The students talked with staff members of the offices of U.S. Senator Raphael Warnock and U.S. Representative Andrew Clyde. Schmitz said the trio represented Piedmont well.
“They advocated the importance of research at a small university and gave examples of how faculty were learning alongside the students and finding creative ways to help them perform their research,” Schmitz said. “Most of the other schools selected for the scholar program have an office dedicated to research and obtaining grants. They were surprised by the depth of research we were performing with limited resources.”
It is essential for elected officials to know that faculty at smaller schools help students with research outside of their comfort zone if it is a topic that will help the students in their post-Piedmont plans, Schmitz said.
Vincent graduated from Piedmont this year with a bachelor’s degree in environmental science and is now a graduate assistant at Georgia State University. She talked about her senior capstone project and addressed the challenges of undergraduate research and funding for smaller schools like Piedmont.

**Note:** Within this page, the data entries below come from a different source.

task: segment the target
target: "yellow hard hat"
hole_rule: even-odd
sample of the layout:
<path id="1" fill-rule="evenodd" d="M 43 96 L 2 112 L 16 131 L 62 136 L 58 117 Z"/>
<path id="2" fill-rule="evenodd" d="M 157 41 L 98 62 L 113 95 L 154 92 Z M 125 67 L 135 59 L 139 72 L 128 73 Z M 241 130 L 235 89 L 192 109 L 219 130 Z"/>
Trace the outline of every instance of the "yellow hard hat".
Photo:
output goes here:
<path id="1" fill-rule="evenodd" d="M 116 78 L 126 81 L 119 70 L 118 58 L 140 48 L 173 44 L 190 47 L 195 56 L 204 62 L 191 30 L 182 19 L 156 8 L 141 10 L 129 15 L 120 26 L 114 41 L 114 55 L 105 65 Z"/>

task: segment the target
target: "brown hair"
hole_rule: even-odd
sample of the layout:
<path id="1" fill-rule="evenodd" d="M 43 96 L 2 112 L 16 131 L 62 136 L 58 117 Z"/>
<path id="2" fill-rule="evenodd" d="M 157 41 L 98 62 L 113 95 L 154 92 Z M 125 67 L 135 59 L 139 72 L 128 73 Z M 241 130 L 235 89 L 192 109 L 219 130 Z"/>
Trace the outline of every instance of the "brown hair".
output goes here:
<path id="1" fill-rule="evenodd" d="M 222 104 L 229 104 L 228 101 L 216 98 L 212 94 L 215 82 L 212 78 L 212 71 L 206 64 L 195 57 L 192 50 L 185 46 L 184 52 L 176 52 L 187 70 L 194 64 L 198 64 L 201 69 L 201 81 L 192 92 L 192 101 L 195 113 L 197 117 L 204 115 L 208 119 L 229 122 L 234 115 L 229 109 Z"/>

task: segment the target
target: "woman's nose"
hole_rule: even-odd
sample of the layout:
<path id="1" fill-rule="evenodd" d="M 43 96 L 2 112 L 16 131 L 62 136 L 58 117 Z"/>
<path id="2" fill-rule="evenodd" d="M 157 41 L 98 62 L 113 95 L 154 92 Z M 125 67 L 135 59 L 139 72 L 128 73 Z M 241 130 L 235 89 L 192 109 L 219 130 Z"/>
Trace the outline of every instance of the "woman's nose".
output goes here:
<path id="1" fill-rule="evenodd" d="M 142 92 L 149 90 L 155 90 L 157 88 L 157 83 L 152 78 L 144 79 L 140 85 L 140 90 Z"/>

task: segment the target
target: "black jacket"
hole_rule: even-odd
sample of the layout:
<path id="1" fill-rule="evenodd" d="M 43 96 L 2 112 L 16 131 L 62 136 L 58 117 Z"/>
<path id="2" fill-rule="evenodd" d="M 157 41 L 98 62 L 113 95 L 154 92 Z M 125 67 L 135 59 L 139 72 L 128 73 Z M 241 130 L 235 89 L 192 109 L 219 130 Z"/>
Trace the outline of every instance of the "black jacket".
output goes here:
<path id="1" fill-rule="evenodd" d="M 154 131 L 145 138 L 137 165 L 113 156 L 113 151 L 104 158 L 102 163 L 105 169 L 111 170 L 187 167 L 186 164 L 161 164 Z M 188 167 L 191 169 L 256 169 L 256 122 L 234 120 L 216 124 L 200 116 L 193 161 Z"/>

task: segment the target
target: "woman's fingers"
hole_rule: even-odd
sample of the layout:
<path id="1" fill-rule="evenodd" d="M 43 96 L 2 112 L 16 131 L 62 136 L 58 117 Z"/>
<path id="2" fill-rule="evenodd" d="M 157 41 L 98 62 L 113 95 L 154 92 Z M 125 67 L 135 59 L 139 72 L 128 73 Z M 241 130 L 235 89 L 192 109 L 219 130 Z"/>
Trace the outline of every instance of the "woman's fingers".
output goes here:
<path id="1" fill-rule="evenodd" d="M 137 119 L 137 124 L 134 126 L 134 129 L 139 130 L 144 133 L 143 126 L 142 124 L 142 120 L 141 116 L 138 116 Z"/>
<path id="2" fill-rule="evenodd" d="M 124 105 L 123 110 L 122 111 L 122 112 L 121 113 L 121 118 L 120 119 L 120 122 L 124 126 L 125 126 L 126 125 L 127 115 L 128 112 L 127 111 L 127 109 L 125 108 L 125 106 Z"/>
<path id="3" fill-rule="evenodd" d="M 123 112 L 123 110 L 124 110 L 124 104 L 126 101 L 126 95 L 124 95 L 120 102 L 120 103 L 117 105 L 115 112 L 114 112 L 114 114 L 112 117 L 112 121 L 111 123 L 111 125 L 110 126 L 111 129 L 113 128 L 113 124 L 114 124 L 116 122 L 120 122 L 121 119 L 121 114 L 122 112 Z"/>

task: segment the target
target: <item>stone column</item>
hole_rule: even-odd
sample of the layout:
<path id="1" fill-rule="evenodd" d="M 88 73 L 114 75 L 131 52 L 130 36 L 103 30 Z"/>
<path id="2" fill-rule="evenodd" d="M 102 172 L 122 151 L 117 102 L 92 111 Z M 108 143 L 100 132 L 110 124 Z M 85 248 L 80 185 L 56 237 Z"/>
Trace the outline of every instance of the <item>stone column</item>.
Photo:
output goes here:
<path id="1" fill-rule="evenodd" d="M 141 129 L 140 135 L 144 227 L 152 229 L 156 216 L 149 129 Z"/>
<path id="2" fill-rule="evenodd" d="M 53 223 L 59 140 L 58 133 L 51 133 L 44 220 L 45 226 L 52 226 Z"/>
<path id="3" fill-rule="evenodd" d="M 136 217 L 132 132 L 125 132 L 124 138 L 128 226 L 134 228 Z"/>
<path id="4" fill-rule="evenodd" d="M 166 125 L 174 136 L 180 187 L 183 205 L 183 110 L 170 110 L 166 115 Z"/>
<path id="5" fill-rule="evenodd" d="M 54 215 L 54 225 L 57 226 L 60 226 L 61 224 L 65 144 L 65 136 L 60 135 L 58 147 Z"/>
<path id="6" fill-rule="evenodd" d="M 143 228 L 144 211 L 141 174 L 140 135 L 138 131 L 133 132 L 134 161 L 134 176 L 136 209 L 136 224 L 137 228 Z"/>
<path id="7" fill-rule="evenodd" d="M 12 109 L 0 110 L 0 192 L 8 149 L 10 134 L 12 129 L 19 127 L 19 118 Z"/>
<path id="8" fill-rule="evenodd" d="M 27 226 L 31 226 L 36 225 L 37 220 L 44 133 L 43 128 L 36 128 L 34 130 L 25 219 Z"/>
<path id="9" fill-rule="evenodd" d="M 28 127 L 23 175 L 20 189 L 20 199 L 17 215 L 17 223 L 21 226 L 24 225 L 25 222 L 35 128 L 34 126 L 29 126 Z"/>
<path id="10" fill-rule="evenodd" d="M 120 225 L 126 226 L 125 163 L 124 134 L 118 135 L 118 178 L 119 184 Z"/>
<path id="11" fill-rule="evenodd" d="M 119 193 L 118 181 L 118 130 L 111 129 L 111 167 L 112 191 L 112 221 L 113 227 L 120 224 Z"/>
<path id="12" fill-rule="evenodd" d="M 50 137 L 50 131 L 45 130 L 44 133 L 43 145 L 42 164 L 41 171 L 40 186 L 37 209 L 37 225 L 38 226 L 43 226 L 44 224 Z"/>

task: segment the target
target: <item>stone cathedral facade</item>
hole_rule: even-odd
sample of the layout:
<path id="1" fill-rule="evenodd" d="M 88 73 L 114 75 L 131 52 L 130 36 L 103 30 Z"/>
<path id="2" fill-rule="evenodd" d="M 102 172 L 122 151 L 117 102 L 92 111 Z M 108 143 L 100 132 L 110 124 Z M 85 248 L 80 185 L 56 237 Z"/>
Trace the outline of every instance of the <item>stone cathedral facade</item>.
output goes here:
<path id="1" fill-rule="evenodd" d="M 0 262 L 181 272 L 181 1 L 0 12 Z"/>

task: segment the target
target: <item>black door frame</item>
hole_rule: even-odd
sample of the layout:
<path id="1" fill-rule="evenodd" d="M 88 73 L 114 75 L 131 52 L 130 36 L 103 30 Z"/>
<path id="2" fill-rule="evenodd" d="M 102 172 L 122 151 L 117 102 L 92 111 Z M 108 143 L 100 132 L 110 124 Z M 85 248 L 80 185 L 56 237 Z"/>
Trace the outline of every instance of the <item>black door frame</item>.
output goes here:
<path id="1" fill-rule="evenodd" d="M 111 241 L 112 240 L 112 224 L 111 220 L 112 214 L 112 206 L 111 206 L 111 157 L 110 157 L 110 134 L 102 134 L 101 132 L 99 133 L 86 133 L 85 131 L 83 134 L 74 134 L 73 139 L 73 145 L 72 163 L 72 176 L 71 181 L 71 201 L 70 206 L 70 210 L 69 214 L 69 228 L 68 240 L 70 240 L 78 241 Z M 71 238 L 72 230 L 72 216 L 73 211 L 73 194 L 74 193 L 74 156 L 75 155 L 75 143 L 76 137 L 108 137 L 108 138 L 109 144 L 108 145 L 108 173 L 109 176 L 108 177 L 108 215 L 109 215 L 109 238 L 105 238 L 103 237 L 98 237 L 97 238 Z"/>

Since 2019, Piedmont has held an annual Symposium celebrating student research and creative inquiry. Hundreds of students take part and share their research findings, and other students, along with faculty and staff, volunteer to serve as judges, room assistants, and emcees.
“One thing I love about Piedmont is the accessibility to research that stands as proof that Piedmont’s system effectively cultivates passionate researchers through the Piedmont Symposium and one-on-one advisor-led exploration where faculty actively engages students,” Vincent said. “This experience gave me confidence as a researcher, and it’s an opportunity that will not go to waste.”
Bowen, a junior double-majoring in forensic science and chemistry, said they also learned about the research and methods used by other participants from around the country. She hopes some of their ideas can be incorporated into Piedmont’s student research.
The team had time to explore the city and some of the 10 Smithsonian museums around the National Mall.
“I absolutely loved going to Washington, D.C. Not only did we talk to representatives of our congressmen, but we also got to learn about important parts of our nation's history,” Bowen said. “I learned so much about how to carry myself and to confidently talk about important subjects. It was truly a wonderful experience.”
“My time in Washington, D.C., was an experience to remember as we explored iconic monuments and museums and attended the STR workshops,” Vincent said. “It was my first time in D.C., and my favorite museum by far was the National Museum of Natural History.”
Piedmont’s team is one of 41 selected through a competitive application process. The teams represent 35 institutions from 19 states and are made up of 41 campus representatives and 90 undergraduate researchers.
STR teams become part of the CUR’s advocacy ambassadors to be called upon to meet with elected officials, write op-eds/blog posts, and other similar activities.